И тут она сказала то, чего я сам ещё не додумал:
— Раненым точка нужна не там, где боевые. И не по примете. Им точка нужна при повозке. Куда санитарная повозка — туда и они. Она едет — и место едет.
Я подумал. Она глядела с той стороны, с какой я не глядел: я с боевой, она с санитарной.
— Заведу, — сказал я. — С этого часа. Раненых — к санитарной повозке. Повозка им и место.
— Заведите.
Она посмотрела на меня уже не резко, а устало.
— Вы всё то же делаете, что и в лазарете. Считаете людей, чтоб не потерять. Только теперь их у вас больше и все живые. Пока живые.
Её позвали от повозок, и она ушла, не докончив и не оглянувшись.
Приказ догнал нас под вечер, на большом привале, — конный, от корпуса, с двумя строками карандашом и печатью, размытой в углу.
Колонну надлежало вести уже не просто на восток, к следующему сбору. Колонну надлежало вести к узлу — к большой станции у реки, где сходились дороги, рельсы и всё, что откатывалось с нашего края фронта.
Там был мост. Там были пути. Там скопились войска и имущество, «подлежащие выводу», как стояло в приказе. И всё это надо было вывести за реку до подхода немца.
Я перечёл строки.
Михеев стоял рядом и по лицу моему уже понял, что везём не к тихому сбору.
— Куда?
— К узлу. К станции у реки.
Он поглядел на нашу колонну — на две сотни разной масти, на четыре орудия, три санитарные повозки, обоз, сборных, моих и чужих, — и ничего не сказал про то, каково это будет: вести вот это туда, куда сейчас стекается всё сразу. Достал книжку, послюнил карандаш и спросил только:
— На сколько дён считать хлеба?
Я не знал. В приказе стояло одно: вывести до подхода.

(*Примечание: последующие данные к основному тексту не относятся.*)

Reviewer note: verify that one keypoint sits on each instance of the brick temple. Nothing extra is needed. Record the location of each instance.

— На три, — сказал я. — А там как выйдет.
Глава 10
«Горловина»
Дым над узлом стоял не столбом, как над жильём, а плоско, лёжа, растянутый по низу неба, и был он не один — их было много, и они срослись в одну грязную полосу, и по этой полосе я и вёл колонну последние версты, как ведут на маяк, только маяк этот горел не к добру.